Gift 48 – Be Kind

Be kind, for everyone you meet is fighting a great battle.

                           – Philo of Alexandria

Dear Rea,

Today I was reminded of something very simple but very important.

I was paying for lunch at a fast food restaurant when I noticed the cashier had little cuts all over her arms.  I looked at her face and right away recognized that look of disillusionment, like as a kid she thought the world was one way, but then grew up and found it was something else.  To be fair, I don’t know her, nor do I know her story.  But those cuts across her arms clearly told of a battle she was in the middle of.

In those few minutes I would have given anything to make her smile even just a little bit.  I wanted to yell “Surprise!
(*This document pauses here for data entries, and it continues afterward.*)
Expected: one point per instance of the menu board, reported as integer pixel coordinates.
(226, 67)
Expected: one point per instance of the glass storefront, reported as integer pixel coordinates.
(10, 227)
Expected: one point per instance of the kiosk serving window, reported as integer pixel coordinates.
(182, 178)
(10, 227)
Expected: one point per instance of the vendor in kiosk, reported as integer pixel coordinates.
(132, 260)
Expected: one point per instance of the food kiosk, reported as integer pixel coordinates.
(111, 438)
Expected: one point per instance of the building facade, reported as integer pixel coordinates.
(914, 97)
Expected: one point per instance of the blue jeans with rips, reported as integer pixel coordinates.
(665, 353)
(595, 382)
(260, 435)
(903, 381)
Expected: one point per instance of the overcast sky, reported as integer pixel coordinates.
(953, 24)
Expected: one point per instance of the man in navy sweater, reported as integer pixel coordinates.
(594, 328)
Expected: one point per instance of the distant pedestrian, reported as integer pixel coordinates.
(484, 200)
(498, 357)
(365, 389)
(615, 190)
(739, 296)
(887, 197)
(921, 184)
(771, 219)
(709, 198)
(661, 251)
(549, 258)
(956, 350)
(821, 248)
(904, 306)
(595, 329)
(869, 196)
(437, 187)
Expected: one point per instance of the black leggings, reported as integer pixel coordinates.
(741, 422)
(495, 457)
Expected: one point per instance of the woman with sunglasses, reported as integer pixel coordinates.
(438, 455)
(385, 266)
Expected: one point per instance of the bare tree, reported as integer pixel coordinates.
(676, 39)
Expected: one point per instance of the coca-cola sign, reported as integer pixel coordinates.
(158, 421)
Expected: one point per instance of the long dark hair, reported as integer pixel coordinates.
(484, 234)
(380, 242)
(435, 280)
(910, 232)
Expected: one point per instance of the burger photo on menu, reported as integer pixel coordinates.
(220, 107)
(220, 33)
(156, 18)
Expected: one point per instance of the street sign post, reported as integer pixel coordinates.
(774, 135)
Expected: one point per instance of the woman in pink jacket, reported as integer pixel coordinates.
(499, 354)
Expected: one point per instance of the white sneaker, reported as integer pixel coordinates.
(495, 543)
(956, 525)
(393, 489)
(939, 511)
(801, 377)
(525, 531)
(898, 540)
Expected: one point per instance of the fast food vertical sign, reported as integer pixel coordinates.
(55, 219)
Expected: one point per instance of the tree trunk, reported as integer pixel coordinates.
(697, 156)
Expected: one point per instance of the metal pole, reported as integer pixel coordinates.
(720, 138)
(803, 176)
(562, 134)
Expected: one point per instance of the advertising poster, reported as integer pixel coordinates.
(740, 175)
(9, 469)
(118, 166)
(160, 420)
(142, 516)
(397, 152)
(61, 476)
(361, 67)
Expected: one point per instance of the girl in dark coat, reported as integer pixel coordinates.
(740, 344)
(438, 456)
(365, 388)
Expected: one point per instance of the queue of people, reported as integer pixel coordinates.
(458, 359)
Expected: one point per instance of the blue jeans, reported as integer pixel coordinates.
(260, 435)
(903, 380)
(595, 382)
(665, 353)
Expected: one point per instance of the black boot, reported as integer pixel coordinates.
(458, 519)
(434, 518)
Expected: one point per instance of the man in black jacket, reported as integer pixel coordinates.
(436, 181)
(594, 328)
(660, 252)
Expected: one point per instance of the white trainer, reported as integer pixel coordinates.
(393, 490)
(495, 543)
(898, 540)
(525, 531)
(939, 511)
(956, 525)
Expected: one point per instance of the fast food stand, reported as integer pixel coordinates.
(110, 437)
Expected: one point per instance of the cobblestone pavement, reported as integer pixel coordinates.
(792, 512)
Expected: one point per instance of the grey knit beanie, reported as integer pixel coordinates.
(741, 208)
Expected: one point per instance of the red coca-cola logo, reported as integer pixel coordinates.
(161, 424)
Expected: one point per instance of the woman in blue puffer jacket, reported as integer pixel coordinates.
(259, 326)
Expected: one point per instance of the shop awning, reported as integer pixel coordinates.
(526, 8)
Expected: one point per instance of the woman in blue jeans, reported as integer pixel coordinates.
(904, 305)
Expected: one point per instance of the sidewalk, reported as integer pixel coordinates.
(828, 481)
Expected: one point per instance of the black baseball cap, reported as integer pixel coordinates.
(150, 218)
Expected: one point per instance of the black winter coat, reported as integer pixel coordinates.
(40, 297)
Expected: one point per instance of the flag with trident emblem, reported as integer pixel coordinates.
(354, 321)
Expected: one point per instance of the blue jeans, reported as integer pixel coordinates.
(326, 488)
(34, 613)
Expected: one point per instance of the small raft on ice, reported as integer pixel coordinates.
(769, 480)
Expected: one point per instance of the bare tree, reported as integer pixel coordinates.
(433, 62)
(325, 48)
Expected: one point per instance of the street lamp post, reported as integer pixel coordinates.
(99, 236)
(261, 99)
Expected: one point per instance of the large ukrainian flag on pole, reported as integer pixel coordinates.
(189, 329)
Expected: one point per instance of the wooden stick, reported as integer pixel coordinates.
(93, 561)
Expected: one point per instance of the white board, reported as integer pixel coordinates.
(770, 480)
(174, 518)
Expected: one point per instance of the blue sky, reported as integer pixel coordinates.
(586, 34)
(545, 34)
I’m you’re 10,000th customer!” and throw confetti and hand her a big check and a puppy.  But I didn’t do those things.  Instead I tried to be extra polite; I looked her in the eyes and said “thank you so much,” when she gave me my food.

I know, I probably should have done the puppy thing.
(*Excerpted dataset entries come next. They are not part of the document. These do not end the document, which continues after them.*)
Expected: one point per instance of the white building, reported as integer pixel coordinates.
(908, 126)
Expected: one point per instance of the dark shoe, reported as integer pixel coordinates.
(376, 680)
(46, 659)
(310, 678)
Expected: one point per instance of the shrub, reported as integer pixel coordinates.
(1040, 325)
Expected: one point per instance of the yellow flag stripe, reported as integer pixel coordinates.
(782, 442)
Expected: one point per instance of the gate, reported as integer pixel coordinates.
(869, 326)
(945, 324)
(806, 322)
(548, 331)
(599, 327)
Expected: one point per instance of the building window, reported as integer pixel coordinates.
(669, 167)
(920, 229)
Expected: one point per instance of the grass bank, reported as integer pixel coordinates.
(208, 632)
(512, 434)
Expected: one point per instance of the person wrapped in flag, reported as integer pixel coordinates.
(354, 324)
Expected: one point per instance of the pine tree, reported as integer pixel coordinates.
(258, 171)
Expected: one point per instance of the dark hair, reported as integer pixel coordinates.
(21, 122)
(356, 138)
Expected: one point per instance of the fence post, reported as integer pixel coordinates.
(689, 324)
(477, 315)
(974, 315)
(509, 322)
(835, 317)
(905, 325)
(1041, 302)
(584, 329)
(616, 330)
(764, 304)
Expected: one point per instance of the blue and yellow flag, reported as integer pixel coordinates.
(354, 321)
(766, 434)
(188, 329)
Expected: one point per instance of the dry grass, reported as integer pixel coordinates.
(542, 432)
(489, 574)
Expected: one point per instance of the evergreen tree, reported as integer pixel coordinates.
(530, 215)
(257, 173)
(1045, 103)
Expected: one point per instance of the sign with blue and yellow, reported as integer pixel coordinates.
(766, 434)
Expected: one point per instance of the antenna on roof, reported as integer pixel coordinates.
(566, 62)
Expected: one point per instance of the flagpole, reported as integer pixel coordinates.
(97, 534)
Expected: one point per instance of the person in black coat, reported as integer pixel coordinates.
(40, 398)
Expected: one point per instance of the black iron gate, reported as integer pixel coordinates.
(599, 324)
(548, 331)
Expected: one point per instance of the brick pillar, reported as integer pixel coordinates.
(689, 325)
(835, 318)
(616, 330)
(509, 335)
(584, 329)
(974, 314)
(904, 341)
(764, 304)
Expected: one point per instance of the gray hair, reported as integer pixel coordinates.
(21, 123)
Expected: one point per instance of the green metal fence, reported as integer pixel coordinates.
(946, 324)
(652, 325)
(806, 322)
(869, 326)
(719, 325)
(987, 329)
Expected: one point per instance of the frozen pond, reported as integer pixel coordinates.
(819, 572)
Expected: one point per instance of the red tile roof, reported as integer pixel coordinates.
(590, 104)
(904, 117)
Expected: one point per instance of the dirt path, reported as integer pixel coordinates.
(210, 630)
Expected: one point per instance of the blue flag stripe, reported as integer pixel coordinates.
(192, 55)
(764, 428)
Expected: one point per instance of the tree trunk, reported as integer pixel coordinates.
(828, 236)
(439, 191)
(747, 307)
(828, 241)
The funny thing is, there was a guy right in front of me in a shirt and tie.  I couldn’t see his arms, but nothing about his posture or appearance would lead me to think there were cuts on them.  And yet, I’ve been a person just long enough to know that this guy was in the middle of something, too.  Something challenging, maybe even painful.  Just because there were no visible signs of battle doesn’t mean he’s not fighting.  Because if he’s a person, he is/was/will be fighting something.
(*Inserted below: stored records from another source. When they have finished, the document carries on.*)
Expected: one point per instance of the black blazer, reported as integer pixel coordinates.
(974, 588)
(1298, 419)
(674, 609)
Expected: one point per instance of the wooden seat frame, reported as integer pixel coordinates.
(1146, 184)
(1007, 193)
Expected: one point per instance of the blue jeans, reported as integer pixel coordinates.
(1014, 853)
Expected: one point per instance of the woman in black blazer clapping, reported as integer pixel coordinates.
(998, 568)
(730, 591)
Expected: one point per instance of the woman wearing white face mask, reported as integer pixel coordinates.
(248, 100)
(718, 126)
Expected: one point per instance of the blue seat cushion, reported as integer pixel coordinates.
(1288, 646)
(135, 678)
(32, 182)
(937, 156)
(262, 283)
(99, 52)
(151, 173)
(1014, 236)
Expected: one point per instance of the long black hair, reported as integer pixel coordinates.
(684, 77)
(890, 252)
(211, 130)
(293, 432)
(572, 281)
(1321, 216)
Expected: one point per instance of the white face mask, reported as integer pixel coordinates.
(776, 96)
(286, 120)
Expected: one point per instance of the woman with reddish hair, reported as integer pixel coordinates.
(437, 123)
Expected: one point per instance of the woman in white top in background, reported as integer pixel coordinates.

We all have this tendency to oversimplify people.  That lady driving on my bumper is nothing more than an idiot who deserves to be ran off the road.  That guy at work is a complete jerk.  That kid in my class is a ____________.  We like to imagine others as one-dimensional.  Easily defined in just a word or two. (Ironically, whenever I, say, drive up on someone’s bumper it’s for a very good reason and the person going the speed limit is now the idiot).  But kindness is the opposite.  It’s the ability to see someone as more than they appear and to treat them with respect, dignity, and consideration, acknowledging that being a person can be really hard at times.  And that lady, or that guy, or that kid, is in fact a person.